Pgr defende restrição a compra de softwares espiões por municípios

Procurador-geral Paulo Gonet solicita que apenas órgãos de investigação possam adquirir ferramentas de monitoramento com autorização judicial

PGR propõe que municípios sejam proibidos de comprar softwares espiões, limitando uso a órgãos de investigação com regras rígidas e autorização judicial.

A Procuradoria-Geral da República (PGR) apresentou ao Supremo Tribunal Federal (STF) uma proposta para proibir os municípios de comprarem os chamados “softwares espiões”. O procurador-geral Paulo Gonet argumenta que o uso dessas tecnologias deve ser restrito exclusivamente a órgãos com funções específicas de investigação ou inteligência, garantindo maior controle e segurança jurídica.

Necessidade de autorização judicial para monitoramentos invasivos

No parecer enviado ao STF, a PGR ressalta a importância de que o uso dessas ferramentas esteja sujeito a regras rigorosas. Para casos que envolvam um “maior grau invasivo”, a proposta prevê a exigência de autorização judicial prévia para garantir o respeito à privacidade e aos direitos individuais.

Apelo ao Legislativo para regulamentação clara e objetiva

Além das restrições, Paulo Gonet sugeriu que o STF faça um apelo ao Congresso Nacional para que seja elaborada uma lei específica que regule a aquisição e o uso dos softwares espiões. Essa legislação deveria trazer critérios objetivos, transparentes e eficazes para o controle dessas tecnologias, evitando abusos e garantindo a proteção dos cidadãos.

Exemplos das ferramentas controversas First Mile e Pegasus

Entre os softwares citados no parecer da PGR, destaca-se o First Mile, que permite a localização de pessoas e foi usado pela Agência Brasileira de Inteligência (Abin) durante o governo Bolsonaro, episódio este que motivou investigação da Polícia Federal.
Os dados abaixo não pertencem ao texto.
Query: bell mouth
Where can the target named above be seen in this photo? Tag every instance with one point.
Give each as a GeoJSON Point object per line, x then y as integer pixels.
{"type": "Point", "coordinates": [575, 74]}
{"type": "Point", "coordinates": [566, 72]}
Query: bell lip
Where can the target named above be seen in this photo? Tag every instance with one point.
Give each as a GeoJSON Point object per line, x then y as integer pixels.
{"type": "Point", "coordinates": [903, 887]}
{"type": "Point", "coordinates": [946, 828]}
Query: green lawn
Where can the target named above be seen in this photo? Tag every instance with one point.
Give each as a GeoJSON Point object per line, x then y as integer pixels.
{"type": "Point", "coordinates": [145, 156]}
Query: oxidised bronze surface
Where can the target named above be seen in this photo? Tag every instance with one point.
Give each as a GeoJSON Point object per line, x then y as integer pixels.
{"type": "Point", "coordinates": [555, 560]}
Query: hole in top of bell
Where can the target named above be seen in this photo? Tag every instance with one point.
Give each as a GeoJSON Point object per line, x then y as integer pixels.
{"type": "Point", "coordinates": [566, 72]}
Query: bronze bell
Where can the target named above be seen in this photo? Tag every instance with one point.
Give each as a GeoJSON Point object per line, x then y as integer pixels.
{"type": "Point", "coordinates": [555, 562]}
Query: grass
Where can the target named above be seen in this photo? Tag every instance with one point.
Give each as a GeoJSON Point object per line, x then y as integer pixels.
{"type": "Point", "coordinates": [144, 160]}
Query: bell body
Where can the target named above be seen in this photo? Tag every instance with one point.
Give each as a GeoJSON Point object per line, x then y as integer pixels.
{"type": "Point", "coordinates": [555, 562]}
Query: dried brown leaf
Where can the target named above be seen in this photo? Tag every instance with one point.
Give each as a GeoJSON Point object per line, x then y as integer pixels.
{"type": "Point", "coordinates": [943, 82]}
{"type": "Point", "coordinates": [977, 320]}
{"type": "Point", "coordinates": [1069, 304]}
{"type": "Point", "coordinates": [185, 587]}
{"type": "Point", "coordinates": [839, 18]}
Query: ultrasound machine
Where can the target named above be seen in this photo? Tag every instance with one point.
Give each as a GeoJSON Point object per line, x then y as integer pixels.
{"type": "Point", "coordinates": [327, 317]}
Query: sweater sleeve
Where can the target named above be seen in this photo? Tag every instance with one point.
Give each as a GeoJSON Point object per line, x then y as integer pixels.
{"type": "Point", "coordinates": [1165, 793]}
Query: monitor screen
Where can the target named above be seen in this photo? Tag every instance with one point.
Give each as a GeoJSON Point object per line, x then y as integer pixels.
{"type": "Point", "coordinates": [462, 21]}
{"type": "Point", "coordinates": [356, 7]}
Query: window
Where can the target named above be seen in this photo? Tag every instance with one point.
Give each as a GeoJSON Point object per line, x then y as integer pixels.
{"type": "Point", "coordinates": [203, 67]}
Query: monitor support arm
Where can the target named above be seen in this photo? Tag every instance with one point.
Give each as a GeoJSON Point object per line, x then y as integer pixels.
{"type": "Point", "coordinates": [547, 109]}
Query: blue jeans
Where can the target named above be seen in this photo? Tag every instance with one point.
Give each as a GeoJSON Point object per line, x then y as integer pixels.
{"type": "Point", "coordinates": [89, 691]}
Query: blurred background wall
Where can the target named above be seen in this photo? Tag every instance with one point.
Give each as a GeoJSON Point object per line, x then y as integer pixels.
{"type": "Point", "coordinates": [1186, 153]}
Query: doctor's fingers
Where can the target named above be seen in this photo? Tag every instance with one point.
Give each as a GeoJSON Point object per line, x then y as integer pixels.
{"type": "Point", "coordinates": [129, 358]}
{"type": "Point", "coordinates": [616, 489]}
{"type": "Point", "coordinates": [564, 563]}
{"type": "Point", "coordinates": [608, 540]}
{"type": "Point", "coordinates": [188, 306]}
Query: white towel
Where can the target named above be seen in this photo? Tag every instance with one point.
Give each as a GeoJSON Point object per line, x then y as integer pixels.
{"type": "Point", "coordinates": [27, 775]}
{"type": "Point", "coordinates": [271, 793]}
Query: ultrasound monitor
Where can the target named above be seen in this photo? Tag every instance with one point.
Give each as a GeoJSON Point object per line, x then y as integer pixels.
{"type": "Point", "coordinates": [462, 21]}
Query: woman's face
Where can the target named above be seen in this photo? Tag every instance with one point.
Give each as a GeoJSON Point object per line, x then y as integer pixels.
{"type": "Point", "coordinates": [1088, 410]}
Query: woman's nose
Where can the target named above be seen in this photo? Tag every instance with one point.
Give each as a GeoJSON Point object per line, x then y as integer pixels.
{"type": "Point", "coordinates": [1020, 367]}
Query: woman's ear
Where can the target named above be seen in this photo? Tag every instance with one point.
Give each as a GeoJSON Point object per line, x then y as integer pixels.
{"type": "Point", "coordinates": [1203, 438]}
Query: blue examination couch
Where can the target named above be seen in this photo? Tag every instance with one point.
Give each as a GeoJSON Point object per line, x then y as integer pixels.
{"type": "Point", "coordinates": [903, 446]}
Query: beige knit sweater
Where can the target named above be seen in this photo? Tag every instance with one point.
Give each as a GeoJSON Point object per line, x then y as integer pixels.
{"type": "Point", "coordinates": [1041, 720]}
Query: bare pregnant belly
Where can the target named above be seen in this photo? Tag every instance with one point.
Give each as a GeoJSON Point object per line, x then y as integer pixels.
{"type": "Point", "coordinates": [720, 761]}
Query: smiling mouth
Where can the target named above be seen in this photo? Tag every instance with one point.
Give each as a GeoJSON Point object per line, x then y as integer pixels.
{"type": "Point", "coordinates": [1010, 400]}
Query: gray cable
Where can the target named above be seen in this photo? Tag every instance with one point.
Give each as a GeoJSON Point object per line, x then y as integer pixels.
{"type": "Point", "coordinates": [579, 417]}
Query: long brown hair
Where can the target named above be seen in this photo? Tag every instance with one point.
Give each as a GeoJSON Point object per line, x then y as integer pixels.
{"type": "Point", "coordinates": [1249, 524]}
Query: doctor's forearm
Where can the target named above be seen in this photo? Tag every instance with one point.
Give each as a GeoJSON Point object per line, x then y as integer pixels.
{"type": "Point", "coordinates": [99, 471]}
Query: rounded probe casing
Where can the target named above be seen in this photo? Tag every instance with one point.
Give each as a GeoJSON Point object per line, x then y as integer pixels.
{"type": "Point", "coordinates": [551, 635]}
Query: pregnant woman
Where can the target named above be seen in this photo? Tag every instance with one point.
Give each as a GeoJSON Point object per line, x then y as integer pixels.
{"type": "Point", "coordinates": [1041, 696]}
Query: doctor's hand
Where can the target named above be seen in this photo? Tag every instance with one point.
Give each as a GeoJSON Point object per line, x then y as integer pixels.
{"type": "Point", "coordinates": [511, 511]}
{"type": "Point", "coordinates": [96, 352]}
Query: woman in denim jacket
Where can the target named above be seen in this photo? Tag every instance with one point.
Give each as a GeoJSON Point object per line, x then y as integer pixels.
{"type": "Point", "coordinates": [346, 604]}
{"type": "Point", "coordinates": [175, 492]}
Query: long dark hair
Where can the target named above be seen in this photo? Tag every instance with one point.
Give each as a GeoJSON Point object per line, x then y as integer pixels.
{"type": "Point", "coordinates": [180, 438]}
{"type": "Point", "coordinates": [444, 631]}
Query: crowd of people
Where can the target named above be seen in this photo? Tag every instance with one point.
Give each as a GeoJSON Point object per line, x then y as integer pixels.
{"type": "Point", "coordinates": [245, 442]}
Outro software mencionado é o Pegasus, conhecido mundialmente por sua capacidade de interceptar mensagens criptografadas, o que levanta preocupações significativas sobre a invasão de privacidade e eventuais abusos no uso dessas tecnologias.

Impactos e desafios para a segurança e privacidade pública

A utilização dos chamados softwares espiões por entes públicos, especialmente municípios, traz à tona um debate sobre os limites entre segurança pública e garantia de direitos fundamentais. A proposta da PGR busca equilibrar essas demandas ao restringir o acesso a essas ferramentas, evitando que sejam usadas de maneira indiscriminada ou sem o devido controle judicial. Com a crescente sofisticação das tecnologias de monitoramento, a regulamentação adequada torna-se essencial para prevenir violações e garantir transparência nas ações governamentais.

Conclusão: rumo a maior transparência e controle no uso de tecnologias de vigilância

A iniciativa do procurador-geral Paulo Gonet indica um esforço para adequar o uso de softwares espiões à ordem jurídica e aos direitos fundamentais. A proibição da compra por municípios e a limitação do uso a órgãos autorizados, aliadas à necessidade de regulamentação legislativa, apontam para um caminho que prioriza a segurança com respeito à privacidade individual, buscando evitar abusos e fortalecer a confiança nas instituições públicas.